Primary LanguagePythonMIT LicenseMIT

SSFCVAE

This code provides the official PyTorch implementation of the paper "Boosting Speech Enhancement with Clean Self-Supervised Features via Conditional Variational Autoencoders". This work has been submitted to ICASSP 2024.

Prerequisites

  • Ensure you have the VoiceBank-DEMAND dataset. You can download it here
  • Set up the BigVGAN vocoder.

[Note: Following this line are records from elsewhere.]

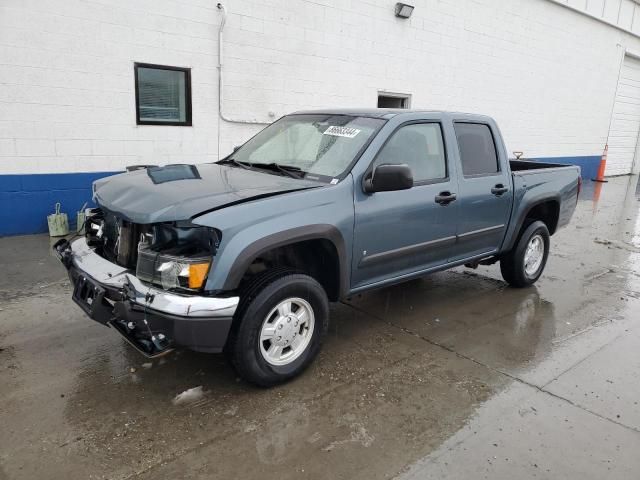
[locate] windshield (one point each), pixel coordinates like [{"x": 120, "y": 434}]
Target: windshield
[{"x": 322, "y": 147}]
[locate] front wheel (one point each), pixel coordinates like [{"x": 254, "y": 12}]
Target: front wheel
[
  {"x": 279, "y": 327},
  {"x": 523, "y": 265}
]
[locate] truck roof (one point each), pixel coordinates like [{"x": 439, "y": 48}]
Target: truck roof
[{"x": 385, "y": 113}]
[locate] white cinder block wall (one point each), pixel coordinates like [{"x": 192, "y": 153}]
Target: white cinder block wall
[{"x": 547, "y": 73}]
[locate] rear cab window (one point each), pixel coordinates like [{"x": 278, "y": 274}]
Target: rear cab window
[{"x": 477, "y": 148}]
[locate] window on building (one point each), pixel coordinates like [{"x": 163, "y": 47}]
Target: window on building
[
  {"x": 477, "y": 149},
  {"x": 393, "y": 100},
  {"x": 163, "y": 95},
  {"x": 420, "y": 146}
]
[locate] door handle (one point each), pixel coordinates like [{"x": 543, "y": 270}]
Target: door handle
[
  {"x": 499, "y": 189},
  {"x": 445, "y": 198}
]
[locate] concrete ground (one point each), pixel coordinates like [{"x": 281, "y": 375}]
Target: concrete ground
[{"x": 452, "y": 376}]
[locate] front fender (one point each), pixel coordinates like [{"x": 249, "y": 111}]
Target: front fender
[{"x": 250, "y": 228}]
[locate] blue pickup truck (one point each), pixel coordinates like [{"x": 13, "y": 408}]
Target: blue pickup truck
[{"x": 243, "y": 255}]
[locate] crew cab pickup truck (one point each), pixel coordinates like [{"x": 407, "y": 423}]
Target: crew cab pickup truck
[{"x": 243, "y": 255}]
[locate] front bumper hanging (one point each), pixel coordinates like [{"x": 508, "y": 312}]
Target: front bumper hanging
[{"x": 152, "y": 320}]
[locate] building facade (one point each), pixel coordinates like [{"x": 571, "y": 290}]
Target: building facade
[{"x": 88, "y": 87}]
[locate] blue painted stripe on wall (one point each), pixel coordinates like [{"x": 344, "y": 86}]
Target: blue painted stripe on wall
[
  {"x": 588, "y": 164},
  {"x": 26, "y": 200}
]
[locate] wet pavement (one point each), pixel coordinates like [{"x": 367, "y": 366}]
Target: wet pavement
[{"x": 451, "y": 376}]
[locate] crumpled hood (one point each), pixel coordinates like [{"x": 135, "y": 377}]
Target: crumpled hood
[{"x": 180, "y": 192}]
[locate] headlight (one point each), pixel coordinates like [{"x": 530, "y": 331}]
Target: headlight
[
  {"x": 176, "y": 258},
  {"x": 172, "y": 272}
]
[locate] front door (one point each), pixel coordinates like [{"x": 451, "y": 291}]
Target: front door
[
  {"x": 485, "y": 195},
  {"x": 402, "y": 232}
]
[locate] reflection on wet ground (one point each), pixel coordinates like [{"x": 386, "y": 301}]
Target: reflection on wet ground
[{"x": 446, "y": 376}]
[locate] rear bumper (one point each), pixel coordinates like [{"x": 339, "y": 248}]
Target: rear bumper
[{"x": 151, "y": 319}]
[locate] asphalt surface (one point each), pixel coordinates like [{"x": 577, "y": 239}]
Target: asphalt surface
[{"x": 452, "y": 376}]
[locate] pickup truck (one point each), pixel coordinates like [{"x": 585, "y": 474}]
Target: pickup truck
[{"x": 243, "y": 255}]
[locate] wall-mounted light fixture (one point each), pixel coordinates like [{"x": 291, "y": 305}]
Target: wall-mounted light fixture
[{"x": 403, "y": 10}]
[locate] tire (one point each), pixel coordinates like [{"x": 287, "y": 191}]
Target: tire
[
  {"x": 259, "y": 313},
  {"x": 512, "y": 266}
]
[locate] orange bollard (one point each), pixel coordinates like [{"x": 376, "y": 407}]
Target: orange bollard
[{"x": 603, "y": 164}]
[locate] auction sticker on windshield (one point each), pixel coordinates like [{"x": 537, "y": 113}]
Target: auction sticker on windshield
[{"x": 342, "y": 131}]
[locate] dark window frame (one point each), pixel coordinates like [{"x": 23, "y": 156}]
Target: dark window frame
[
  {"x": 445, "y": 152},
  {"x": 497, "y": 173},
  {"x": 187, "y": 94}
]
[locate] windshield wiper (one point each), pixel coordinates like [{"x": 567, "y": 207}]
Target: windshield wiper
[
  {"x": 233, "y": 161},
  {"x": 289, "y": 170}
]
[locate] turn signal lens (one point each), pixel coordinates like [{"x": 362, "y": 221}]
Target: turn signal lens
[{"x": 197, "y": 274}]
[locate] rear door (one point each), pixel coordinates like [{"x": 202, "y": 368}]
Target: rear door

Instructions and the pre-trained model ("bigvgan_22khz_80band") can be found here
  • Transfer the __init__.py file from the ./bigvgan_dummy to the BigVGAN repository and remove the ./bigvgan_dummy folder

Usage

# Install required packages
pip install -r requirements.txt

# Create a directory for training logs
mkdir training_log

# Set up symbolic links for your dataset and BigVGAN directories
# Replace 'path_to_dataset' with the actual path to the directory containing the VoiceBank-DEMAND dataset folder
# Replace 'path_to_bigvgan_repo' with the actual path to the BigVGAN repository directory
ln -s path_to_dataset Dataset
ln -s path_to_bigvgan_repo bigvgan

# Preprocess the dataset preparing for the spectrograms and self-supervised features
python preprocessing.py

To train the CVAE model, use the following command:

python train.py --gpu 0 --logdir ssf_cvae

Audio samples

Listen to audio samples in the './audio_samples' directory

License

This project is licensed under the MIT License.